Fresh look at India’s neighbourhood first policy
Fresh look at India’s neighbourhood first policy

On the show, Xavier argued that China’s ambitions in India’s neighborhood have catalysed a more robust Indian policy. “The rise of China in the neighbourhood, post Belt-and-Road Initiative in 2014, has propelled India to watch much more carefully and compete with China in its own neighborhood,” Xavier explained. “So, China now being the largest trading partner of many of India’s neighbouring countries, China being the predominant investor in infrastructure in Sri Lankan ports, in Bangladeshi roads and bridges, and Nepali airports is making India look up and try to rethink how it is operating. As always, competition is the best source of progress and innovation, and we see much more of that happening in recent years.”

Xavier observed that the view in India on China is at odds with how the rest of the region views the Asian power. “In India, aligned with the divergence in India-China relations—which culminated in the Galwan crisis in 2020 and the military skirmish there—you see China portrayed as an existential threat for India, as a massive adversary…China is seen as a threat across government, across civil society, in most quarters,” Xavier argued. “In all other countries [in the neighbourhood], except India, China is seen as a benign, positive actor that is, for the first time, delivering on what other countries were not able to deliver or not willing. So, you have this total dissonance in terms of how you look at China.”

Nowhere is this competition more acute than that in the Bay of Bengal region, the scholar posited. “If you’re serious about connecting the Indian Ocean region with the Pacific Ocean, if you are seeking stronger trade and security linkages between both these spaces, South and Southeast Asia have to come together,” said Xavier. “And that’s exactly where the biggest gap is because of these past fifty years of fragmentation.”

Xavier noted that back in 2011 then U.S. Secretary of State Hilary Clinton gave a very prescient speech in Chennai in which she talks about the Bay of Bengal as the future growth engine of Asia, as an area that has been stagnating, that has been neglected, and that has to be the focus of attention of India, of the U.S., of Japan, and of other Indo-Pacific partners.

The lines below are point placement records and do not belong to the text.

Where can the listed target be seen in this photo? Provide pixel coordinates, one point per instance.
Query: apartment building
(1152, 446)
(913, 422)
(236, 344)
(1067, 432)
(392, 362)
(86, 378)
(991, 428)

But what is happening, today, is a paradox. “Everyone has a geopolitical-security-economic interest in trying to reconnect the Bay of Bengal and South and Southeast Asia,” said Xavier, noting that this is taking place in a global, fractious system where China and the U.S. are competing, and India is pivoting toward the U.S. but also has its own interests. “Everyone is trying to race toward building connectivity and burdening many of these states that frankly had hardly any foreign policy toward economic integration in this region.”